Due to the coronavirus (COVID-19) pandemic, employees have been working from home in unprecedented numbers. But how permanent will telework be? Will employees return to offices once the crisis has passed, or will remote work be the new normal post-pandemic?
Remote Work Extensions
While many states and localities have relaxed their stay-at-home orders, allowing employers to reopen their offices and bring employees back to work, numerous organizations have chosen to let employees continue working remotely during the pandemic.
Many have extended remote working into the fall or through the end of 2020, and some have already decided to carry it into 2021. For example, Google recently announced that it would allow employees to work from home until July 2021.
It seems inevitable that this trend will continue. As back-to-school time looms and many school systems across the country are planning to begin virtually, either entirely or in part, there may be an even greater need for employers to allow employees to continue telecommuting.
Permanent Remote Work
Other employers have realized the advantages of telecommuting and have decided to make remote working a permanent staple in their organization. Some of the organizations that have embraced more permanent work from home (WFH) offerings for at least some of their employees or offices include:
- Twitter; and
And more organizations may jump on board once they realize that employee demand for this option has skyrocketed. According to a survey from Global Workplace Analytics, a staggering 77% of the workforce want to continue working from home at least a few days a week when the pandemic is over.
Advantages of Remote Working
There are a lot of myths about telecommuting, but many of them have been debunked since the pandemic resulted in so much of the workforce moving to a WFH model. Now many organizations are seeing the advantages of remote working and are learning to embrace it.
One significant advantage may be an increase in productivity since telecommuters often work longer hours and are more productive than on-site employees because they:
- Are better able to focus;
- Have fewer distractions; and
- Have the ability to work in their personal comfort zones.
Workers also often show higher engagement, loyalty and satisfaction with their jobs when they have flexible working options.
Additionally, employers may end up saving a lot of money with a remote workforce because they may see significant cost savings due to:
- Reduced employee turnover and unemployment costs;
- Less unscheduled absences and work unavailability due to minor illnesses; and
- Lower costs of maintaining physical worksites, technology and security systems.
Employers may also be able to enhance their recruiting and hiring programs by significantly expanding their potential talent pool beyond the limits of their own local community.
Remote Work Considerations
So if remote work is going to be the new normal (whether on a temporary or more permanent basis), employers need to take a look at their organizations and determine how they can adjust their policies and procedures.

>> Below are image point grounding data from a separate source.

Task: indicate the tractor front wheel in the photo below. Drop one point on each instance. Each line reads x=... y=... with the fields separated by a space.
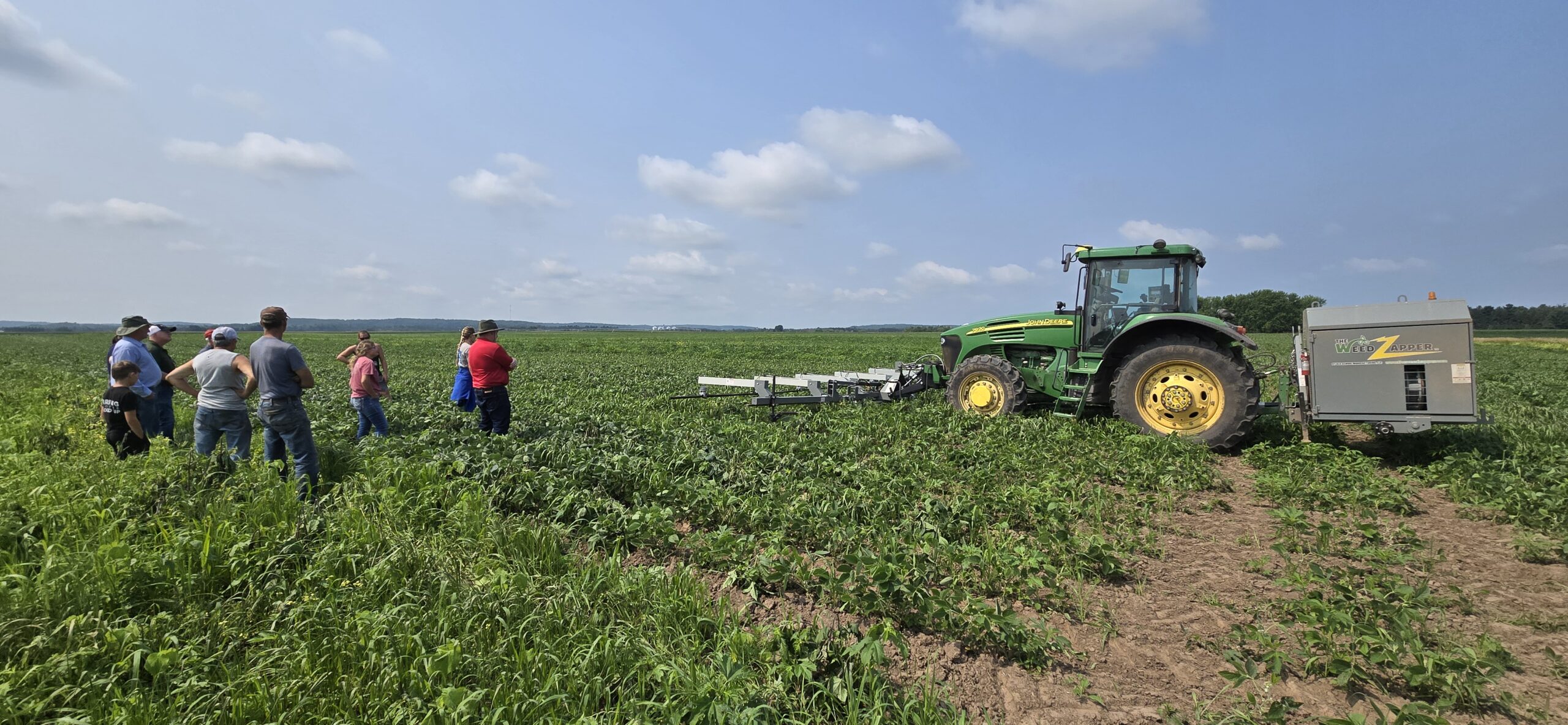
x=1186 y=385
x=987 y=385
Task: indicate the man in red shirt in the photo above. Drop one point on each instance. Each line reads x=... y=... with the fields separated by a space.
x=491 y=370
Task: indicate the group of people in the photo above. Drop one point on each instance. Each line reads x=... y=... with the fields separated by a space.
x=143 y=377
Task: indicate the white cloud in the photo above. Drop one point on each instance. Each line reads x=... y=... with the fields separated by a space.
x=665 y=231
x=116 y=212
x=554 y=267
x=1010 y=273
x=363 y=272
x=1376 y=264
x=861 y=142
x=518 y=186
x=1088 y=35
x=933 y=275
x=772 y=183
x=26 y=52
x=248 y=101
x=675 y=262
x=800 y=290
x=863 y=294
x=1145 y=231
x=264 y=154
x=358 y=43
x=1258 y=244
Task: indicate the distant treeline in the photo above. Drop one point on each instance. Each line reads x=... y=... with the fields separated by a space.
x=1259 y=311
x=1272 y=311
x=1517 y=317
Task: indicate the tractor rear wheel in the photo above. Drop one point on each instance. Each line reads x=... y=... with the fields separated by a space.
x=1186 y=385
x=987 y=385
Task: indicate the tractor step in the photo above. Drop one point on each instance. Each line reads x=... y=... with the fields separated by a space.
x=1071 y=401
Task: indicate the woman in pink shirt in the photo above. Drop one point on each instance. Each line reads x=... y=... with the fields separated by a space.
x=368 y=388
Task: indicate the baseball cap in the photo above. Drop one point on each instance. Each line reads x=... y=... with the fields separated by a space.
x=273 y=317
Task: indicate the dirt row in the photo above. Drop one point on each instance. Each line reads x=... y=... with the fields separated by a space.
x=1147 y=656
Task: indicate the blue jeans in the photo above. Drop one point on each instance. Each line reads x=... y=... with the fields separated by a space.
x=233 y=424
x=286 y=424
x=494 y=410
x=371 y=415
x=159 y=419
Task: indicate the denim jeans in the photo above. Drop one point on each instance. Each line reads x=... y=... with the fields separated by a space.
x=494 y=410
x=286 y=424
x=371 y=415
x=233 y=424
x=157 y=419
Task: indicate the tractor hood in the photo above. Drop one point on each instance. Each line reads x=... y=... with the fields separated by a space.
x=1015 y=324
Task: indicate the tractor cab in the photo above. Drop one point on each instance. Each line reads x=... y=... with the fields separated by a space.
x=1120 y=284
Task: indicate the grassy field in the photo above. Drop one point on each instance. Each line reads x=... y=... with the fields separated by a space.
x=1523 y=333
x=626 y=558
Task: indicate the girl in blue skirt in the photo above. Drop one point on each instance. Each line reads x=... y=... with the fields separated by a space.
x=463 y=388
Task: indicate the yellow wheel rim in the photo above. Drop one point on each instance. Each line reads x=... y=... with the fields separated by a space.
x=1181 y=398
x=982 y=393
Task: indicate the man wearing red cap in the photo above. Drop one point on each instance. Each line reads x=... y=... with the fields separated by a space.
x=491 y=370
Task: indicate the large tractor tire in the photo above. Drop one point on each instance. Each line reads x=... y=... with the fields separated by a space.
x=1186 y=385
x=987 y=385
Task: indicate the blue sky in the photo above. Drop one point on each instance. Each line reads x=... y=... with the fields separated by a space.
x=799 y=164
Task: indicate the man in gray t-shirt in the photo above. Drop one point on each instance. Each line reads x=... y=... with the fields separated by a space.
x=226 y=380
x=278 y=366
x=281 y=376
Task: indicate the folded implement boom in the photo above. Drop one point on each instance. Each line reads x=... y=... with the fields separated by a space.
x=877 y=385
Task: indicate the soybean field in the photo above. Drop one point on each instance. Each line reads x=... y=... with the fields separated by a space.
x=626 y=558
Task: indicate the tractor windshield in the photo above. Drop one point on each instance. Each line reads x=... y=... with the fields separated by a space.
x=1121 y=289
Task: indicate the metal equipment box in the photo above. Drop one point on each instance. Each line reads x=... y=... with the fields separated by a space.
x=1401 y=366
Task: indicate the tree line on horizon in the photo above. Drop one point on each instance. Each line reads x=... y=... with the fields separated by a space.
x=1259 y=311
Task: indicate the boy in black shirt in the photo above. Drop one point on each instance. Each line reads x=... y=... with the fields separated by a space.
x=119 y=413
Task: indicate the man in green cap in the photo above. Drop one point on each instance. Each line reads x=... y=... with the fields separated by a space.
x=132 y=330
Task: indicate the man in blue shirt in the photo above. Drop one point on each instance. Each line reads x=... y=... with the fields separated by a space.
x=281 y=376
x=134 y=330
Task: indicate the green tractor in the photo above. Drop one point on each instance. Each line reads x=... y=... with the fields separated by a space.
x=1134 y=344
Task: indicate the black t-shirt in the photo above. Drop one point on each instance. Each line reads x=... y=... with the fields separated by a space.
x=118 y=402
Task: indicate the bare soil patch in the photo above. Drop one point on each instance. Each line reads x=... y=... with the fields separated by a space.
x=1148 y=650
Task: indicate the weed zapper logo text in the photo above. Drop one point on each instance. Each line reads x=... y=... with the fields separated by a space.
x=1385 y=347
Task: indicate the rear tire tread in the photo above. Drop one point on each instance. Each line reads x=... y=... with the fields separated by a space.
x=1227 y=366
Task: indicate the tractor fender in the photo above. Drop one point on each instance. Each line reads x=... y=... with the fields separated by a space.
x=1144 y=330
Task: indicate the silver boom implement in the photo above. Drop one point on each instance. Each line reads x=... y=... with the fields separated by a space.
x=877 y=385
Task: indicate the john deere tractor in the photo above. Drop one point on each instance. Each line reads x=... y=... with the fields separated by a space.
x=1134 y=343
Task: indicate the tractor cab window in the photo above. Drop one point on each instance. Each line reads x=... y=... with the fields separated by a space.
x=1121 y=289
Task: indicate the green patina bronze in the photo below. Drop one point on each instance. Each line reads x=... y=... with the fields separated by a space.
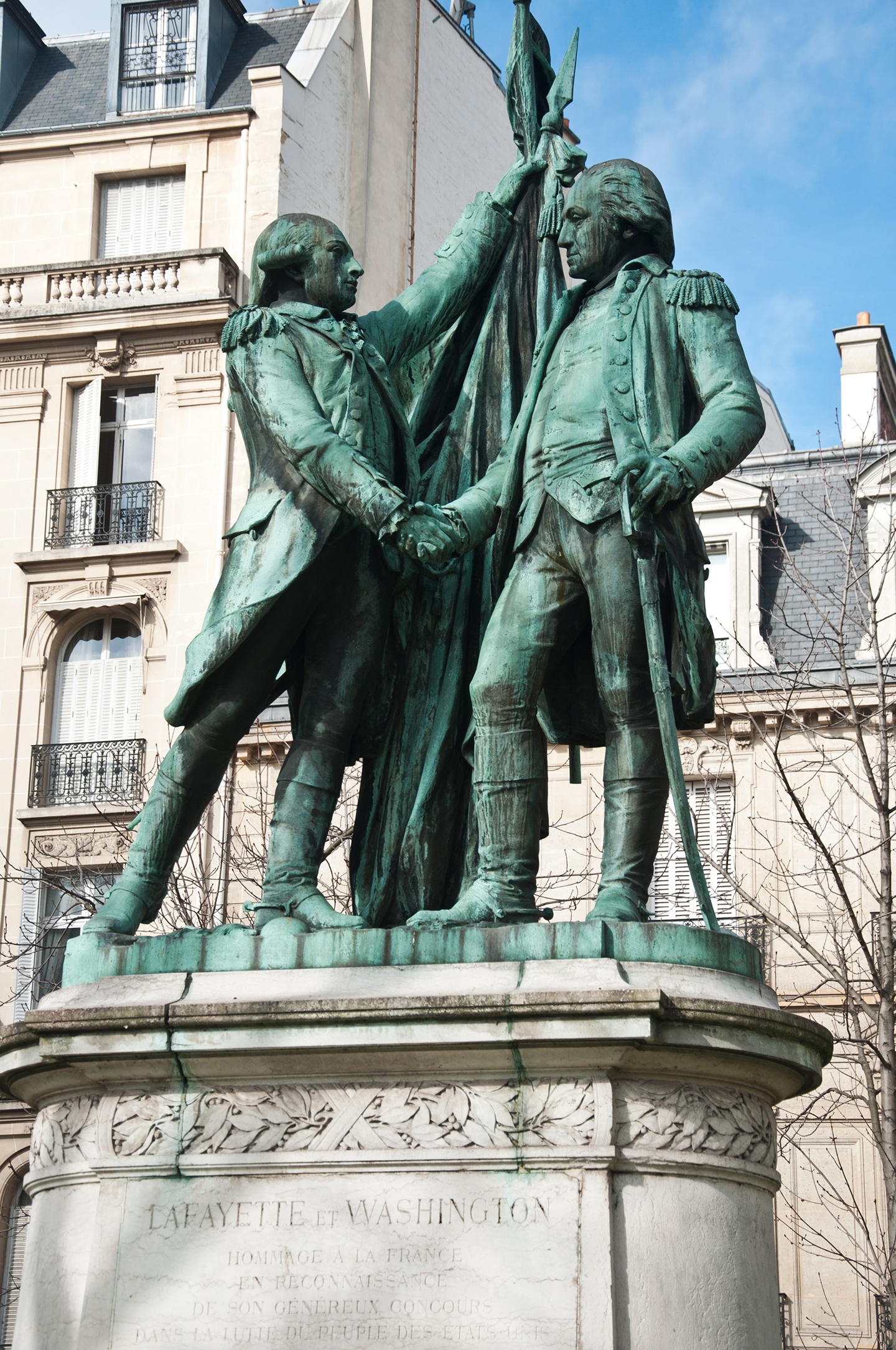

Employers considering, or moving to, a more (or entirely) remote workforce need to keep these key considerations in mind that go along with such a change, including:
- Practical operations (e.g., physical office space changes and implementing emergency operations plans);
- Adapting strategies related to talent management, recruiting, benefits and training and development; and
- Legal compliance issues (e.g., wage and hour, paid leave and workplace safety).
Any organization considering or implementing a WFH program must make sure it is in compliance with all applicable laws and should develop internal policies to address it.
Consider implementing a telecommuting policy and agreement that communicate employer expectations in a clear and consistent manner to remote workers, including expectations with respect to which types of equipment would be provided. And always be sure to follow best practices when engaging in flexible working arrangements.